On April 14, Humber College public relations students and the Clean Train Coalition (CTC) staged an information session at Innis Town Hall at the University of Toronto. Discussion covered the fluctuation of property values along the GO Transit Toronto-Georgetown rail link, that could carry as many as 400 passenger trains per day.
Real estate broker Brian Torry told the meeting that this rail link will not be beneficial for homeowners along the corridor.
“Values fluctuate according to the proximity of the tracks to the property,” he said. “Values will also drop if those trains do not serve the communities (they) travel through.”
The panel included Mike Sullivan, CTC chair; Gary McNeil, GO Transit managing director and Metrolinx executive vice president; and Brian Torry.
Bosley Real Estate broker Torry assured the audience that properties from Wellington Place to Kingsview Village will be affected.
Torry added that declining property values did not automatically mean lower property taxes.
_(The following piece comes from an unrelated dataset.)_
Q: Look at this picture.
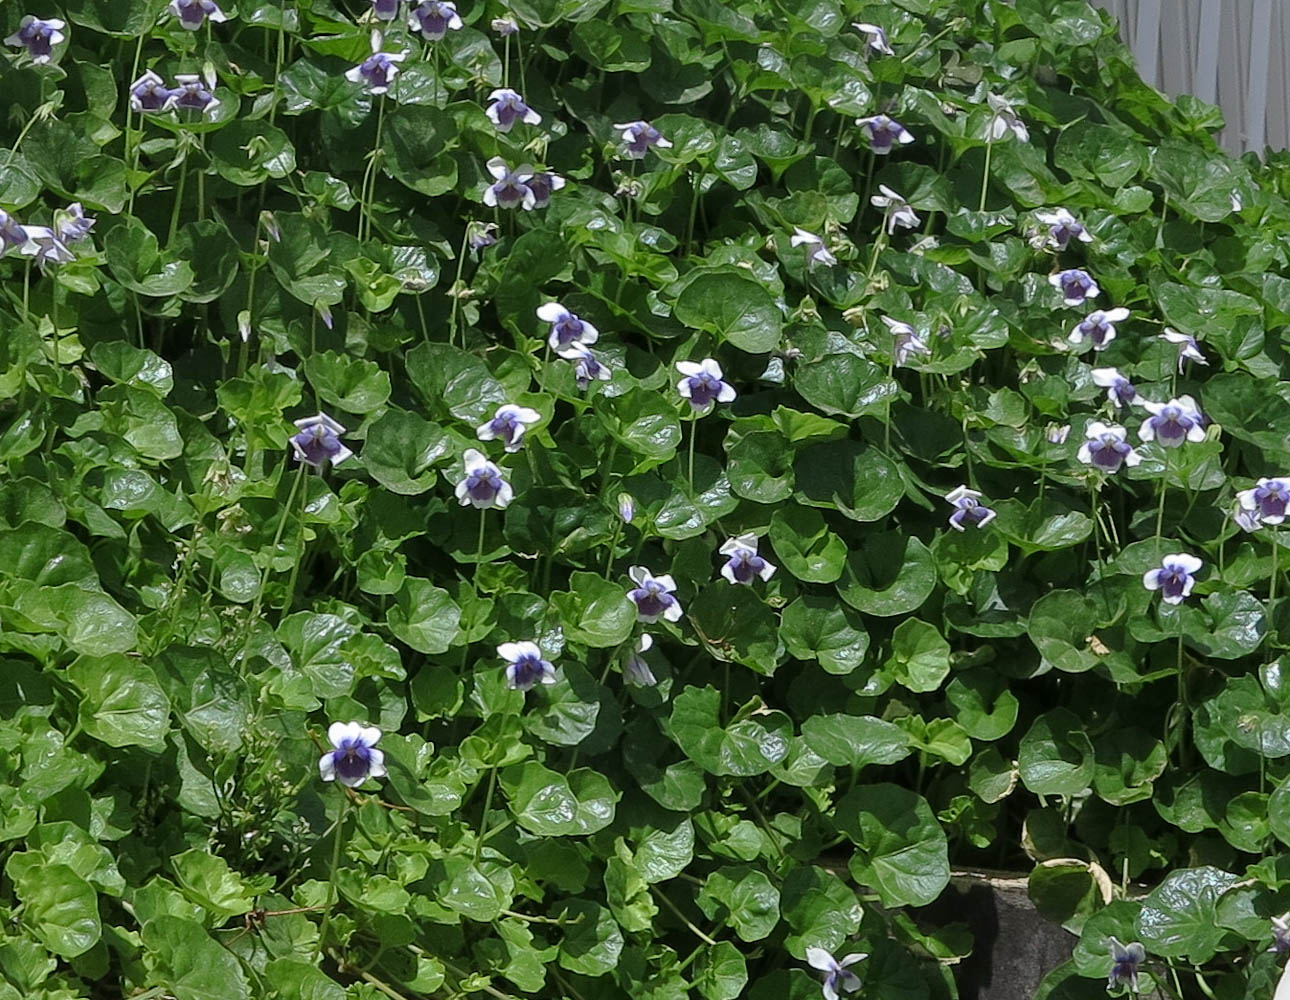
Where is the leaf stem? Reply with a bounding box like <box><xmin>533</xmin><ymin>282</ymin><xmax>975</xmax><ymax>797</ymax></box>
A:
<box><xmin>314</xmin><ymin>793</ymin><xmax>350</xmax><ymax>962</ymax></box>
<box><xmin>978</xmin><ymin>138</ymin><xmax>992</xmax><ymax>213</ymax></box>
Taxes for homes along the corridor will not increase as much as properties farther away from the tracks, he said.
“If the city has to have ‘x’ number of dollars and they are getting less from one area, it’s going to have to made up from another area,” Torry said.
He expects that homeowners along the corridor will end up paying lower taxes than those residents closer to the centre of the city.
Scott Langdon, public affairs instructor from Humber College, said these issues of property value would encourage Torontonians to sit up and take notice of the corridor expansion. He blamed Queen’s Park for the lack of information.
“There needs to be more discussion,” he said. “It’s the (Ontario) government’s fault for not explaining these issues to the public, but it’s also the public’s fault for not knowing.”